No se queje, señor Pérez, usted por lo menos dispone de un garbanzo que llevarse a la boca, usted bebe chupitos en el bar de la esquina, usted paga sus impuestos y consume como el que más.
No se queje, que la desgracia está en África, en Asia, en medio mundo, pero nunca en su barrio. ¿Cómo iba a llamar la desgracia a la puerta de su casa?
Al señor Pérez lo han convencido. Él no es más que un número para el sistema. Un número, sí. Mejor eso que nada. Mejor ser el último de la fila que convertirse en un cero a la izquierda. Los europeos serán números, pero los africanos no son ni eso: son hambre y miseria en las espaldas.
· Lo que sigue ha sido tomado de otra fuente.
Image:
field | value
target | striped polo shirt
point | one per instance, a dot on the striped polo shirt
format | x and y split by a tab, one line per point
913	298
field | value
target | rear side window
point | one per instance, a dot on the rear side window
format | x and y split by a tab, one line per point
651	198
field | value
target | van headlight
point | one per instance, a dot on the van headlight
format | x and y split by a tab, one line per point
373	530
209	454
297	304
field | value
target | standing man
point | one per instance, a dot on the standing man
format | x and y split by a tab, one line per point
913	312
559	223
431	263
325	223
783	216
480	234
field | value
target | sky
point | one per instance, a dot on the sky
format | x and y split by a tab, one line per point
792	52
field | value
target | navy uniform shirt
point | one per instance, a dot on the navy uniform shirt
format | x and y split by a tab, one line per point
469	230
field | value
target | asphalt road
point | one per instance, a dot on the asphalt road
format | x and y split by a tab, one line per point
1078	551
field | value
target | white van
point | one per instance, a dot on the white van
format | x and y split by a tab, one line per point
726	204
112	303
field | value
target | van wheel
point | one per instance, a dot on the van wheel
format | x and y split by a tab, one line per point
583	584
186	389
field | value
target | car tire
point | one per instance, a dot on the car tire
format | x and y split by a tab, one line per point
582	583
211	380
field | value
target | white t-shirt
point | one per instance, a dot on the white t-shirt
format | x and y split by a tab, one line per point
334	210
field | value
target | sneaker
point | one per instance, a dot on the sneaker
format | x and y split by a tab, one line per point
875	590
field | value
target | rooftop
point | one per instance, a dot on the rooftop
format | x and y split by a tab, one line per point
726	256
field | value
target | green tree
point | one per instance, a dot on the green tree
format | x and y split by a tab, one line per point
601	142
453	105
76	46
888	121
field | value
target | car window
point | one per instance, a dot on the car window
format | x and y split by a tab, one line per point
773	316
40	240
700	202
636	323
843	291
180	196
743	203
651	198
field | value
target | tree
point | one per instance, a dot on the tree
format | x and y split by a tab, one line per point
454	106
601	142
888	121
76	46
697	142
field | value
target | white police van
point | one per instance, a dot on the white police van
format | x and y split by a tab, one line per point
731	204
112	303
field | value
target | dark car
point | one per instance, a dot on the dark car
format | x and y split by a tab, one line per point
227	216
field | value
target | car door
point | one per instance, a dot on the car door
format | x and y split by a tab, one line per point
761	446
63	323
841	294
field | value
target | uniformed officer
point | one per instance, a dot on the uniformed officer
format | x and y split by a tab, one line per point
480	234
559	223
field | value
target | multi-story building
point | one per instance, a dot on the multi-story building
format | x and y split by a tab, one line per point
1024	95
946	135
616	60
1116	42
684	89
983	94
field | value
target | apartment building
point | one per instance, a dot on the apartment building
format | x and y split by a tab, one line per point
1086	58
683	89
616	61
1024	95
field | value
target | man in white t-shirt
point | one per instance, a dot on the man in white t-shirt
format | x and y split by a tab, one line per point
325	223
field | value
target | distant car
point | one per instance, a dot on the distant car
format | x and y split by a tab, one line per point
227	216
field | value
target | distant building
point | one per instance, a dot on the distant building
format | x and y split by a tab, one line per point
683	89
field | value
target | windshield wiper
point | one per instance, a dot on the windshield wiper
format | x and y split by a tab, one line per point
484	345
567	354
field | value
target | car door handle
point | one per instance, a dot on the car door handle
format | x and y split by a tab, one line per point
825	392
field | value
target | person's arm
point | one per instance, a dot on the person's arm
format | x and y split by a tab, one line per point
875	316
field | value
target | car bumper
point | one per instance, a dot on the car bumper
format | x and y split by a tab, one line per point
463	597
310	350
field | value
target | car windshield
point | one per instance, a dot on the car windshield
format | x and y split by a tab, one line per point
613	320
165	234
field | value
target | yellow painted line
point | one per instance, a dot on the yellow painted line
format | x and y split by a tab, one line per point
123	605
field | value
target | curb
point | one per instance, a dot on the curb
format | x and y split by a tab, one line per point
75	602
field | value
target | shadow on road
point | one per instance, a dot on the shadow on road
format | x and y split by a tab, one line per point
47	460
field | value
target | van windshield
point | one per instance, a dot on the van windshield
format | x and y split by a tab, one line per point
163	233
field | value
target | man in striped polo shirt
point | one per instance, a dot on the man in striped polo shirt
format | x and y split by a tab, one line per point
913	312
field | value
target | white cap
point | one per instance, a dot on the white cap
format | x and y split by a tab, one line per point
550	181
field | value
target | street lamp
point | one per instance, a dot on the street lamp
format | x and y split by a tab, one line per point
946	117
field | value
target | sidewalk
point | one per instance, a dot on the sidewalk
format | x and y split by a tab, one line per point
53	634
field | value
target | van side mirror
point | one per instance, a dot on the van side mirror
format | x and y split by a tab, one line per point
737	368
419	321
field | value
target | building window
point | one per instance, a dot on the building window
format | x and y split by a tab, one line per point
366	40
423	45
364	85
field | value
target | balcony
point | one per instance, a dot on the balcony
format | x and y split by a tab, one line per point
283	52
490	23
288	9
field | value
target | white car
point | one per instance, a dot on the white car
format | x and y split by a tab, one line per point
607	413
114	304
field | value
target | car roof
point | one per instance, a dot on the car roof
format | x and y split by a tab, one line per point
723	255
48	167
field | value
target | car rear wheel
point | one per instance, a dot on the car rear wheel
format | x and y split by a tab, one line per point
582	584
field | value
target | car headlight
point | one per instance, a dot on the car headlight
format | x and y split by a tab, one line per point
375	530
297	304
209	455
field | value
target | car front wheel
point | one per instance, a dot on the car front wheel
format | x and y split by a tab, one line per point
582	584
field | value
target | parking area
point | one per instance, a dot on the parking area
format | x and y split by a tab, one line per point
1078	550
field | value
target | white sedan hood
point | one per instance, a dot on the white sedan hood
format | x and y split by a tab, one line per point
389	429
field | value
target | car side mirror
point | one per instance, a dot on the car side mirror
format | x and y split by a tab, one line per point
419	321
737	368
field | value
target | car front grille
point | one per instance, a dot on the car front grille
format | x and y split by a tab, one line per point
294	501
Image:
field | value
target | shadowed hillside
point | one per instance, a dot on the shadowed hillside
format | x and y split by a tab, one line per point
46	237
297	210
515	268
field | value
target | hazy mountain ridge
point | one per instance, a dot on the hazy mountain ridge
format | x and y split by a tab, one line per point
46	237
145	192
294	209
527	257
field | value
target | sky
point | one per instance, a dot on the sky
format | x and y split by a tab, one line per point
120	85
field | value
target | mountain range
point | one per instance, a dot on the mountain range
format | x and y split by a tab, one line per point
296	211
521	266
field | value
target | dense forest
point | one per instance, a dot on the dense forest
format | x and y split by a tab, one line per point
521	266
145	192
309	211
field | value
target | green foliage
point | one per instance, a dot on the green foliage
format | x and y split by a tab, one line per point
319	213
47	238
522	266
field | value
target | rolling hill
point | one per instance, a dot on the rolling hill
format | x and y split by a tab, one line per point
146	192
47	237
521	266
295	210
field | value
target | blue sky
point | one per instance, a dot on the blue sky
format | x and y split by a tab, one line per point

Es curioso comprobar cómo la propaganda oficiosa se dedica cada vez más a sacar balones fuera de la portería. Por lo general, los grandes males del planeta suceden lejos (sostienen los informadores), nunca en el propio país. ¿Huracanes? Allá, en América. ¿Plagas de insectos, desiertos que avanzan, pozos de agua que se secan? Allá, en África. ¿Esclavitud como consecuencia de unas penosas condiciones laborales? Allá, en la China o en la India.
Pero la realidad es bien distinta. Las inundaciones se han convertido en la moneda corriente de todos, digo bien, todos los rincones del mundo. Y no hay país que no se vea afectado o amenazado por la progresión desoladora del desierto. Y la explotación en el trabajo se da lo mismo en los mares de plástico de Almería que en las costas con palmeras de las islas del Caribe.
Nadie escapa a la regla: estamos malviviendo por un sinfín de razones, entre las cuales no es de menor importancia el hecho de que para los políticos los ciudadanos son sólo números, números con los que elaboran lo mismo sus falsas estadísticas que sus patrañas de titiriteros embaucadores.


Abril Alejandra
7 jul 2010 | 04:50 AM
Precisamente, mientras todos gritaban ¡¡Goooooooooooooll!! en Brasil, decenas de personas muriendo a causa de las inundaciones y el drama del derrame de petróleo en el golfo de México cobrando la vida de tantas especies marítimas. Mientras todos gritan ¡¡Goooooll!! sigue la tragedia en África, Haití y Gaza.
Mientras... ¡¡Gooooooooooooooooll!!
Un abrazo fortísimo.
Abril Ale.
Joaquín Martínez
7 jul 2010 | 06:27 AM
Vergonzoso que en los telediarios la primera noticia hable de fútbol, vergonzoso que ni siquiera hagan mención del huracán asolando las costas de México. Cada vez vamos a peor. La televisión está pudriendo el mundo.